After my friend Judith and I had spent two days in Riga – one being ridiculously active and one being lazy and hungover – we decided we needed to get out of the city and see what's going on in the rest of tiny Latvia we had already fallen in love with.
And if there is a chance for us to stick our feet into the sand, the decision where to go is pretty much made.
We went to Jurmala, a sweet beach town just a 30min train ride from Riga.
Side note 1:
I've included a little map at the end of this post to make sure you don't get lost.
Side note 2:
The train station in Jurmala is called “Majori”, not Jurmala. This might spare you a very confusing conversation with a Latvian ticket vendor.
We still managed to board a beautiful old train and reached Majori / Jurmala half an hour later.
1. Jomas Iela 29
Getting off the train, the first building worth looking at is just on the other side of the road:
This beautiful hotel with it's flashing green copper roof puts a nice colour accent to the otherwise grey-ish surrounding.
It was built in 1925 in the style of historicism. Unfortunately, this large hotel which once had 100 rooms is now closed.
2. Haunted Houses
Walking down Jomas Iela you will find abandoned houses wrapped in green nets like presents, like we've seen them all over Latvia. This one if my favourite:
And just like in Riga, you will find adorable doll houses, right next to these haunted ones:
3. Orthodox church of St. Vladimir in Dubulti
This one is a 20min walk away to Strēlnieku prospekts 26 but definitely worth it!
Probably the most colourful church I've ever seen, the interior as beautiful as the exterior.
I don't think I've ever been to an orthodox church before and the colours absolutely blew me away.
To walk back towards Majori, you can either take the street you just came from or walk on the beach (guess what we chose)

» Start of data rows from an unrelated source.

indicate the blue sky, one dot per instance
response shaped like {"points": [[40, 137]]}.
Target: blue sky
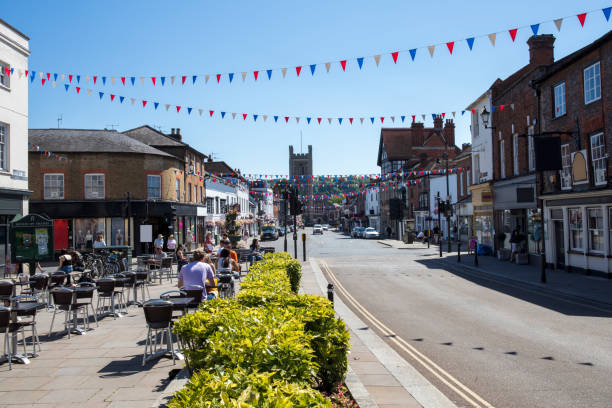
{"points": [[145, 38]]}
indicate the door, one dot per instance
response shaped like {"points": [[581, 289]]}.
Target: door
{"points": [[559, 245]]}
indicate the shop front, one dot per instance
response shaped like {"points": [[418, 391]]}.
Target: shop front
{"points": [[482, 208]]}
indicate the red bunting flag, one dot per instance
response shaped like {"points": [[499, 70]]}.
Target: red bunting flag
{"points": [[513, 33], [450, 46]]}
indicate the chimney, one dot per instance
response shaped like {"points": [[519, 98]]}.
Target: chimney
{"points": [[541, 49], [438, 122]]}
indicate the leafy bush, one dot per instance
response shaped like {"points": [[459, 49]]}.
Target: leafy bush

The for sale sign on this former bath-house on Pilsoņu iela 1 really broke my heart (who wants to chip in for a beach house in Latvia?).
It was built between 1911 and 1916 and served as a very fancy bath house during Sovjet times, offering all kinds of treatments.
5. Dzintaru Mezapark
Another 20min walk later, you'll reach Dzintaru Mezapark.
This park in the middle of all these traditional houses really surprised me:
design benches, mirrored containers and a modern observation tower?
Not what I expected and worth a visit!
(I've written an entire post about the observation tower, which you can find here)
In between these stops, you will find more doll houses, cute cafés and lots of beach.
We strolled around this small town for an entire day, put our feet in the (very cold) sand, had lunch from a traditional sauerkraut buffet and saw cats eating actual fish like from a comic book.
I'll definitely have to return in the summer, for a proper beach day!